TENS of millions of pounds are reported to have been lost by Somerset Council selling off assets as it battled to avoid going bankrupt in the past three years.
But, it could have been worse.
Councillors were told the strategy had been to sell off properties across the country over a four-year timeframe because acting quicker would have led to reputational damage and potentially lower sales figures.
BBC Somerset reported 28 properties bought by former district councils before they were taken over by the unitary authority had been sold for £128 million, representing a £39 million loss.
JLL UK region head of capital markets Olly Payne said the staggered sales were a ploy to avoid the council being seen as a ‘weak wildebeest’ in the eyes of ‘cheeky bidders’.
Mr Payne said: “We recommended a strategic sale of assets over a period of four years, because it is incredibly difficult at these current times to predict what is going to happen in the global property market, given everything that is going on in the world.
“Our market is basically built on debt, and debt is influenced hugely by inflation, interest rates, and all the other levers out in the global economy.
“It was a very sensible strategy, because if we had sold everything straight away, it would have been seen as a bit of a fire sale.
“This way, we have achieved better values for the individual assets.”
Mr Payne said the largest single sale was £14.4 million for the Steelite factory in Stoke-on-Trent.
A further five assets were under offer, with a combined guide price of more than £24 million.
The majority of sales were to small property companies, a large French investment company taking advantage of UK tax breaks, and private investors ‘with a lot of wealth… who like bricks and mortar’.
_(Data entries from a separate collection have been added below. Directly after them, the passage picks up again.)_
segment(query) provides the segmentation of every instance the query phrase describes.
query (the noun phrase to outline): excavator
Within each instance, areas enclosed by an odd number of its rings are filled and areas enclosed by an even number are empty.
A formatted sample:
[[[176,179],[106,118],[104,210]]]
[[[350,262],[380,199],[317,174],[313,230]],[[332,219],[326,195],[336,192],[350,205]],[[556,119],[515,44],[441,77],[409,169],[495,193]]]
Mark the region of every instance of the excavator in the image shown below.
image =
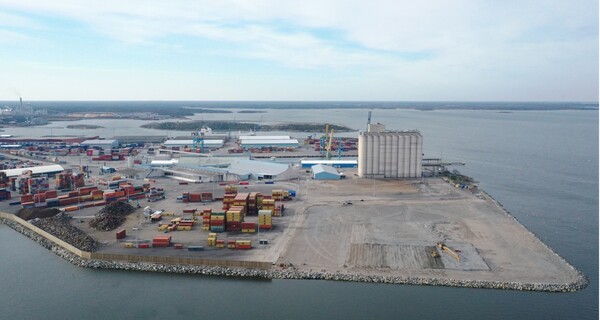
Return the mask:
[[[456,251],[450,249],[450,247],[448,247],[445,243],[438,242],[437,247],[440,248],[440,250],[442,250],[442,251],[446,252],[447,254],[449,254],[450,256],[452,256],[454,259],[456,259],[456,261],[460,261],[460,256],[458,255],[458,253],[456,253]],[[437,258],[440,255],[437,253],[437,250],[433,250],[431,252],[431,256],[434,258]]]

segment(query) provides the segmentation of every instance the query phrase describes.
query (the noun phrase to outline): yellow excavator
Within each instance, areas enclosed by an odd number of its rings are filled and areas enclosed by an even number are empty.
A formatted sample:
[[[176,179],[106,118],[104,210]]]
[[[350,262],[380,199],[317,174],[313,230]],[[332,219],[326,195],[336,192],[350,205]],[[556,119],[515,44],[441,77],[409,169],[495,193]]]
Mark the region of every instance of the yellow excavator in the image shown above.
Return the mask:
[[[458,255],[458,253],[456,253],[456,251],[450,249],[450,247],[448,247],[445,243],[438,242],[437,243],[437,247],[440,248],[440,250],[442,250],[442,251],[446,252],[447,254],[451,255],[454,259],[456,259],[456,261],[460,261],[460,256]]]

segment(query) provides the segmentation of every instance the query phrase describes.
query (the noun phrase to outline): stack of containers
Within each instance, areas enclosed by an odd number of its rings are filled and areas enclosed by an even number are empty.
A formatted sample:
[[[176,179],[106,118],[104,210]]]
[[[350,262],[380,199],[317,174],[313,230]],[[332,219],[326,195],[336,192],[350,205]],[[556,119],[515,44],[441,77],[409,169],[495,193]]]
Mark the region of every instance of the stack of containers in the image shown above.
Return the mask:
[[[223,210],[229,209],[229,207],[233,206],[233,200],[235,199],[235,194],[225,194],[223,196]]]
[[[246,214],[249,216],[254,216],[258,213],[258,195],[259,192],[250,192],[250,196],[248,197],[248,209],[246,210]]]
[[[210,215],[210,231],[225,231],[225,212],[213,212]]]
[[[31,193],[31,192],[29,192],[29,186],[27,185],[28,179],[29,179],[29,176],[18,177],[15,180],[15,190],[18,191],[20,194]]]
[[[255,222],[242,222],[242,232],[254,233],[256,232]]]
[[[258,211],[258,227],[260,229],[272,229],[273,218],[271,210],[260,210]]]
[[[273,190],[272,195],[275,200],[283,200],[283,190]]]
[[[204,230],[204,231],[210,230],[210,215],[202,216],[202,230]]]
[[[71,190],[72,189],[72,173],[62,172],[56,175],[54,180],[56,183],[56,189],[59,190]]]
[[[35,194],[46,191],[50,188],[47,178],[29,178],[27,179],[29,193]]]
[[[273,216],[274,217],[283,216],[283,209],[284,209],[283,203],[275,205],[275,210],[273,210]]]
[[[250,240],[236,240],[235,241],[236,249],[252,249],[252,241]]]
[[[212,192],[202,192],[200,194],[200,201],[202,202],[212,202]]]
[[[171,245],[171,236],[155,236],[152,239],[153,247],[168,247]]]
[[[260,192],[256,193],[256,214],[258,214],[258,210],[262,209],[262,202],[264,199],[264,195]]]
[[[237,186],[228,184],[225,186],[225,194],[236,194],[237,193]]]
[[[275,211],[275,199],[263,199],[261,210]]]
[[[181,220],[177,224],[177,230],[191,231],[193,226],[194,226],[193,220]]]
[[[216,233],[209,233],[208,234],[208,245],[209,246],[215,246],[217,244],[217,234]]]
[[[241,231],[244,221],[245,207],[234,206],[227,210],[227,231]]]
[[[227,248],[235,249],[235,240],[227,240]]]
[[[102,196],[104,195],[104,191],[102,190],[93,190],[92,193],[92,200],[102,200]]]
[[[73,174],[71,182],[73,188],[83,187],[85,185],[85,175],[83,173]]]
[[[248,199],[250,198],[249,193],[238,193],[233,199],[233,206],[244,207],[244,211],[248,208]]]
[[[190,193],[189,196],[190,196],[189,202],[201,202],[202,201],[202,194],[200,194],[200,193]]]

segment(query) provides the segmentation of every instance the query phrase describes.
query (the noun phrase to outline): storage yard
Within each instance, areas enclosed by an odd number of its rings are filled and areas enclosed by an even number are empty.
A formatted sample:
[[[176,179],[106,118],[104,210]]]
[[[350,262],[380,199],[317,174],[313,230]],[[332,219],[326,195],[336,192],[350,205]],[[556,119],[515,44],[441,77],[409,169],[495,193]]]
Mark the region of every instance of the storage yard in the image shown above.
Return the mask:
[[[345,178],[318,180],[295,165],[291,180],[190,183],[126,178],[118,174],[129,167],[121,157],[111,161],[116,174],[97,175],[105,163],[96,158],[60,158],[65,168],[85,166],[86,178],[71,172],[4,177],[0,211],[60,208],[103,254],[256,261],[294,272],[382,277],[557,285],[580,279],[485,193],[440,178],[365,179],[357,168],[342,168]],[[20,191],[11,197],[8,186]],[[111,231],[90,227],[114,201],[128,202],[133,213],[123,213],[124,223]]]

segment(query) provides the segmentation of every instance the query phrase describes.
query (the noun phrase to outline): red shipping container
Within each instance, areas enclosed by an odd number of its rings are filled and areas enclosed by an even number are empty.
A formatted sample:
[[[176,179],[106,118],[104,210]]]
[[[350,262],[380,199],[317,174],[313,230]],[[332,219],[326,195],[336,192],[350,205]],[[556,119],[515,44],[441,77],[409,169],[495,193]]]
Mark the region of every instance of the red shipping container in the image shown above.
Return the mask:
[[[58,197],[58,192],[56,190],[46,191],[46,199],[54,199]]]
[[[256,229],[256,222],[242,222],[242,229]]]
[[[124,239],[126,235],[127,231],[125,231],[125,229],[117,231],[117,240]]]

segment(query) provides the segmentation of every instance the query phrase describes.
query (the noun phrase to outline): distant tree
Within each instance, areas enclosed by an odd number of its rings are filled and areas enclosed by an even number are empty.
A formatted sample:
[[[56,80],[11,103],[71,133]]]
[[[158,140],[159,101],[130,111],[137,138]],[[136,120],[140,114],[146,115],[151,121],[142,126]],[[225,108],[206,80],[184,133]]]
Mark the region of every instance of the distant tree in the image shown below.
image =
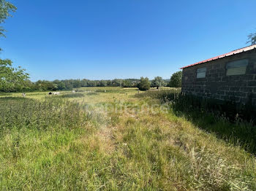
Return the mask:
[[[58,86],[53,82],[38,80],[36,82],[36,88],[39,91],[54,91],[58,90]]]
[[[166,82],[160,77],[155,77],[151,82],[151,87],[157,87],[158,89],[159,87],[165,86]]]
[[[123,87],[132,87],[132,83],[130,80],[125,79],[123,81]]]
[[[88,86],[88,79],[83,79],[81,80],[81,86],[82,87],[87,87]]]
[[[57,86],[57,90],[63,90],[66,89],[65,83],[63,81],[56,79],[53,81],[53,83]]]
[[[174,73],[170,77],[170,87],[181,87],[182,71],[179,71]]]
[[[250,34],[248,36],[248,42],[246,43],[250,43],[252,45],[256,44],[256,33]]]
[[[146,91],[150,89],[151,83],[147,77],[140,77],[140,81],[138,85],[138,88],[141,91]]]
[[[11,92],[20,90],[25,87],[29,74],[20,66],[12,67],[12,62],[0,59],[0,91]]]
[[[99,82],[99,87],[106,87],[108,85],[108,82],[106,80],[100,80]]]
[[[77,88],[77,91],[78,91],[78,88],[81,87],[81,81],[80,79],[75,79],[73,82],[73,87]]]

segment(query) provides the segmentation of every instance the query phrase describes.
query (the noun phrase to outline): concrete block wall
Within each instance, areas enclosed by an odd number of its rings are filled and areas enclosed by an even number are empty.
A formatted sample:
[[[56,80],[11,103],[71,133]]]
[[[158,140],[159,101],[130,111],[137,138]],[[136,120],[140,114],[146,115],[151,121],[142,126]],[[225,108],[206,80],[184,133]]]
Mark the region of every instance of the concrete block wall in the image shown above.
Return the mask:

Mr Payne said continuing the ‘steady as she goes’ approach would enable the council to achieve the best value for taxpayers on the remaining sales and prevent any damage to its wider reputation.
He said: “When the news came out that the council was being told to sell its commercial assets, immediately everybody in the property market is aware of that.
“Approaches were made by some companies who said, ‘we will take everything at 50p in the pound’.”
Council leader Cllr Bill Revans welcomed the current position, and said a consistent message from Government would prove invaluable for the future of how local government was funded.
Cllr Revans said: “I am very aware that some councils have made investments which have put them in a position which is not sustainable.
“Other councils have benefited.
“We are not in the best position, but we are not in the worst position, either.
“It is a mid-table performance on this.
“We were encouraged to invest at one point by the Government, and then encouraged to sell the investments off.
“Isn’t it nice to have consistency in advice from our friends in Whitehall?”